Brenda’s Blog – December 24, 2013
“They call me Virginia, the navigator…I am glad you found us.”
It was getting late; I had driven many miles; I was ready to quit. All well and good except for one thing: I couldn’t find the hotel. It was a national chain with an address near an interstate exit. No problem, so why was I lost? Why was I getting frustrated?
Finally, admitting defeat I called the hotel and sweetly said, “Where are you?” (Probably not so sweetly!) “People get lost all the time,” she answered before giving me turn by turn directions.
“You are without a doubt the hardest place I have ever tried to find.” Laughingly she said, “Yes, everybody ends up calling, so the regulars have a name for me: “Virginia, the navigator.” Her voice and manner was truly sweet.
“Why in the world are you built so far back on this crazy site and why in the world don’t you have signage?” “Oh, that’s easy. Our owners are from out of town and they already had this piece of land. The other hotels are owned by one man and he made it impossible for anyone else to put up any signs. You have to really want to get here!”
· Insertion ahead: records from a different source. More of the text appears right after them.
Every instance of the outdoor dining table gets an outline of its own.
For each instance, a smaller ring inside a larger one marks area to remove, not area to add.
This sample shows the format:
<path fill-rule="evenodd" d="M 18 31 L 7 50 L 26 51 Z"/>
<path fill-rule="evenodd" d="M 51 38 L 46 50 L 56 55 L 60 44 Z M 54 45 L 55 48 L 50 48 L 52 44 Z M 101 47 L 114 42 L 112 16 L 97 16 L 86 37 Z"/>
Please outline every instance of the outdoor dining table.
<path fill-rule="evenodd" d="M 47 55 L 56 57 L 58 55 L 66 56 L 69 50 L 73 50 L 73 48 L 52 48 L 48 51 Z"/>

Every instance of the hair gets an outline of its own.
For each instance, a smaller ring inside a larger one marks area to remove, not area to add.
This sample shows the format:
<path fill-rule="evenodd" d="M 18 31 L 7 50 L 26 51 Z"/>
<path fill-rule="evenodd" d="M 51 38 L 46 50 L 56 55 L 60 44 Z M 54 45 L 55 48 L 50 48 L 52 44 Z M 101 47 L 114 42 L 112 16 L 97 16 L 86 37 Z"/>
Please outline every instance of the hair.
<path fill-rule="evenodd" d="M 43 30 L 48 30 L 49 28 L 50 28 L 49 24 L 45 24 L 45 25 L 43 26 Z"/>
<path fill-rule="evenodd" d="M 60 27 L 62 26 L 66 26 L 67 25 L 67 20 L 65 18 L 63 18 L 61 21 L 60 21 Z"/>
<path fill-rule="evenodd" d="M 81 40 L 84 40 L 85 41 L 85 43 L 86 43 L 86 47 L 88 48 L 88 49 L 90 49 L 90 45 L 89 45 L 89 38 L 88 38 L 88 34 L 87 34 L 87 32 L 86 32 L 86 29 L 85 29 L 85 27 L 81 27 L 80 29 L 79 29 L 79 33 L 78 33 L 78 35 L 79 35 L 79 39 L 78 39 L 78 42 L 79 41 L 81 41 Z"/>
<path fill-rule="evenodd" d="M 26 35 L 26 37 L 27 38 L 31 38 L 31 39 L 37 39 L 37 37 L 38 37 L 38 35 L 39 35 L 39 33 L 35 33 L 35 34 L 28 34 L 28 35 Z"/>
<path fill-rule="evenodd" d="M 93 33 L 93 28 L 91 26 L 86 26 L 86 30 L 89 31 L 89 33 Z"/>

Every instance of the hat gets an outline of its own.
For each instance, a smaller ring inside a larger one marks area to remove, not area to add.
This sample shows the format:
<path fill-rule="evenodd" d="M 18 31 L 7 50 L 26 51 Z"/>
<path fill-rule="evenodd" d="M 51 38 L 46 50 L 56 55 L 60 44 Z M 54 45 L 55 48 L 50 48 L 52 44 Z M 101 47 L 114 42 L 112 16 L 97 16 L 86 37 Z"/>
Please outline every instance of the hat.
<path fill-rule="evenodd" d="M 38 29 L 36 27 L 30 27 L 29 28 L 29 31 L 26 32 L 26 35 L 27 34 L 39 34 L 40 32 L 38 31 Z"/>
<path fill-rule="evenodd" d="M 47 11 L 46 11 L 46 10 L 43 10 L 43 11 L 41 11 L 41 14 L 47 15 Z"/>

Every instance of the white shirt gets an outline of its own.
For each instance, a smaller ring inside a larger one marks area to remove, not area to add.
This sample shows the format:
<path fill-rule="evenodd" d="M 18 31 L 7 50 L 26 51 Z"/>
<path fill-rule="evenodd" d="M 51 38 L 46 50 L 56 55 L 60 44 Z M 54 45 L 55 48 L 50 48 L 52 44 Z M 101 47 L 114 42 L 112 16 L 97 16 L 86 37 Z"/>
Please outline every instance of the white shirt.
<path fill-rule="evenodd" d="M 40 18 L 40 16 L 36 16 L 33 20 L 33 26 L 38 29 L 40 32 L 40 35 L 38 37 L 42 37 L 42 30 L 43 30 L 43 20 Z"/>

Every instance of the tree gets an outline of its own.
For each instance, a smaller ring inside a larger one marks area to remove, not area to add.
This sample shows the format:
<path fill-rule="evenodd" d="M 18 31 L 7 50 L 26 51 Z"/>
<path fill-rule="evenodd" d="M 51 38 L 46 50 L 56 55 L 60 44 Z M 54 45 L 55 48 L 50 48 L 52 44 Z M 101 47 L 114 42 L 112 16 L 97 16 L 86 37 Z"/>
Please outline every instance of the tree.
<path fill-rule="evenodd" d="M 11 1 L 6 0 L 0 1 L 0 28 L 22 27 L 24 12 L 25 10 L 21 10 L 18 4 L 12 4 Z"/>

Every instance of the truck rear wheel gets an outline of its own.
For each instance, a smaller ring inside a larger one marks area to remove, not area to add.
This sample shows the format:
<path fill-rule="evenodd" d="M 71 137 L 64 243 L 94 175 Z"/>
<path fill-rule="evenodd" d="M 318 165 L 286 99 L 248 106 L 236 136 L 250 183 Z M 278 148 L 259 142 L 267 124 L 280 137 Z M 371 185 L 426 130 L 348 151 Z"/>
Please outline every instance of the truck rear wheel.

Virginia was a model employee with a tremendous sense of hospitality, but her employers had put her in a tough spot. Virginia understood making lemonade from lemons.
Max DePree says servant leadership is providing all the resources necessary for the employees to be all they can be, accomplishing all they can. Where do we hinder others from achieving? Where do we tie weights around their ankles, expecting them to run a winning race?
And then, what circumstances hamper our progress? Do we recognize the power we have to become a Virginia, or do we collapse into complaining and mediocrity?
How can we create an environment for others that challenge them to succeed? And how can we respond to our challenges with humor, and professionalism?
A well-known newspaper column years ago began his answer to a little girl’s question: “Is there a Santa Claus?” with the famous words, “Yes, Virginia, there is a Santa Claus.”
The same spirit of love, hope, and goodwill the newspaper correspondent described still exists in this modern day Virginia. Merry Christmas to you, Ms. Navigator. Thank you for being a lighthouse on a dark night.